Lüneburg is a farming community in eDumbe Local Municipality in the KwaZulu-Natal province of South Africa.

Originally settled by German Lutheran missionaries, it was probably named after the town of Lüneburg in Germany. It is the site of the oldest German school in northern KwaZulu-Natal, and is located on the border with Mpumalanga.

Station of the Hermannsburg Mission Society just south of the Transvaal border, some 17 km north-west of Paulpietersburg. Established in 1854, it was named after Lüneburg in Germany.

==Missionary society==
The first German immigrants arrived on August 2, 1854 in Port Natal on the missionary ship Candace. In 1860, August Hardeland, superintendent of the Hermannsburg Mission, obtained permission from the Zulu king Mpande kaSenzangakhona to establish three missionary stations. These stations, named eNtombe, eMhlongamvula, and eNcaka, form the nucleus of what is now Lüneberg. The missionaries brought artisans, but the money from the society ran out and they needed to make their own income. The settlers thus obtained a concession from the South African Republic (Transvaal) government to harvest and sell lumber from the local dense forests. With the resulting income, settlers could then buy farms and grow crops.

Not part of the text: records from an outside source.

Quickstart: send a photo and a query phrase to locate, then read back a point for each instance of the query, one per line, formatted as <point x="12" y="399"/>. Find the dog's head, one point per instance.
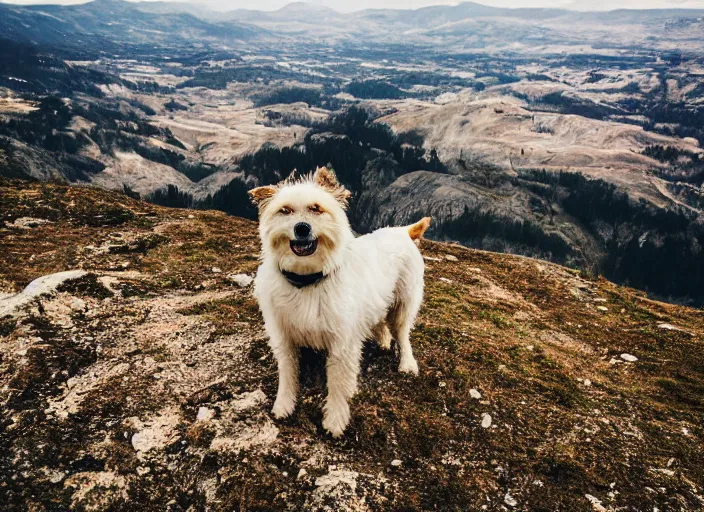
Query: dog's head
<point x="302" y="223"/>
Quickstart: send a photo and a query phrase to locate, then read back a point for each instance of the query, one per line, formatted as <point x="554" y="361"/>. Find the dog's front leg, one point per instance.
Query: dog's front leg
<point x="342" y="372"/>
<point x="287" y="359"/>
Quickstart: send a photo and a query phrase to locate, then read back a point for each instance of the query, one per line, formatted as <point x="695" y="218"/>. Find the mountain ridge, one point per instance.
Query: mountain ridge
<point x="537" y="386"/>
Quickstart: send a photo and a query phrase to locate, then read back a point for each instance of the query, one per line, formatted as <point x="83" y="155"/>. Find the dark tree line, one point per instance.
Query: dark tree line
<point x="655" y="249"/>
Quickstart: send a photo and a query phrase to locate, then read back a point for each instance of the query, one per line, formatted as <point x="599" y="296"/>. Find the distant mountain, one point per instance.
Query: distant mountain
<point x="100" y="23"/>
<point x="105" y="21"/>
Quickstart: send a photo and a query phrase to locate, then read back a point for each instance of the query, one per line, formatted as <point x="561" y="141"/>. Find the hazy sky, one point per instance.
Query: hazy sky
<point x="353" y="5"/>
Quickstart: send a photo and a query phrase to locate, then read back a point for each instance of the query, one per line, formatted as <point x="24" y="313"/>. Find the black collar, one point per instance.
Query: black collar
<point x="303" y="280"/>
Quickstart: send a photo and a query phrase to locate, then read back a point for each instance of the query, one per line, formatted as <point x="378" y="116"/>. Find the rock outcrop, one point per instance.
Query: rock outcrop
<point x="144" y="382"/>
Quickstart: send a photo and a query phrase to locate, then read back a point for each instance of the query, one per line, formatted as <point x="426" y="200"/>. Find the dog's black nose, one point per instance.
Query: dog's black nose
<point x="302" y="230"/>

===First pastor and church building===
Heinrich Meyer's two-year-old son, who drowned in November 1869, was the first to be buried in the cemetery. Jakob Filter, who buried the boy, was ordained the first pastor and built a sod church next door to the graveyard, along with a school a year later. The school was mainly used for religious instruction, but also taught arithmetic and reading and was the first schoolhouse in the southeastern ZAR (or northern Natal). The settlers named the town after the hometown of many of them. The Rev. Filter considered the Zulus pagan, tyrannical, and barbarous, and advocated their conquest by the British.

==British incursions==
From 1875 on, attacks against nearby farms increased, killing several baptized Zulu. The German settlers therefore built a low wall around the church, with a moat watered by an irrigation ditch. Settlers retreated there when necessary, but the ZAR was too preoccupied to help.

In 1877, the ZAR was annexed by British forces, and the Germans gained the protection of the British authorities. Colonel Evelyn Wood was deployed to the area with the 90th Regiment of Foot. He would settle in Fort Clery in 1878, 9 km from the battlefield in eNtombe. It never garrisoned troops in warfare but was used among other purposes as an ammunition depot.

==Anglo-Zulu War==
During the Anglo-Zulu War in 1879, 120 citizens of all ages were trapped in the church fortress. In February and March, a British column marched from Lydenburg to Lüneberg, stalled by a flooded river on March 11 at the eNtombe ford. The next morning they were overrun by the Zulus, who also chased off a smaller British force on the southern side of the river. 62 British infantry and 17 cavalry lost their lives. Most were buried in mass graves, but Captain Moriarty and several officers were buried in the Lüneberg cemetery. The Rev. Filter's son and a Mr. Larson were executed by the Zulu as British scouts, and a monument to them still stands. A border commission awarded the area to Transvaal later that year, after years of Zulu Kingdom claims to the area.

==Later history==
During the Second Boer War, Fort Clery was destroyed to prevent its use by British force. The first school was demolished as well, though the stables were converted into a new one in 1902 that later expanded. The school's current building dates to 1966, and in 2007, there were around 80 students in the boarding school, which teaches primarily in German.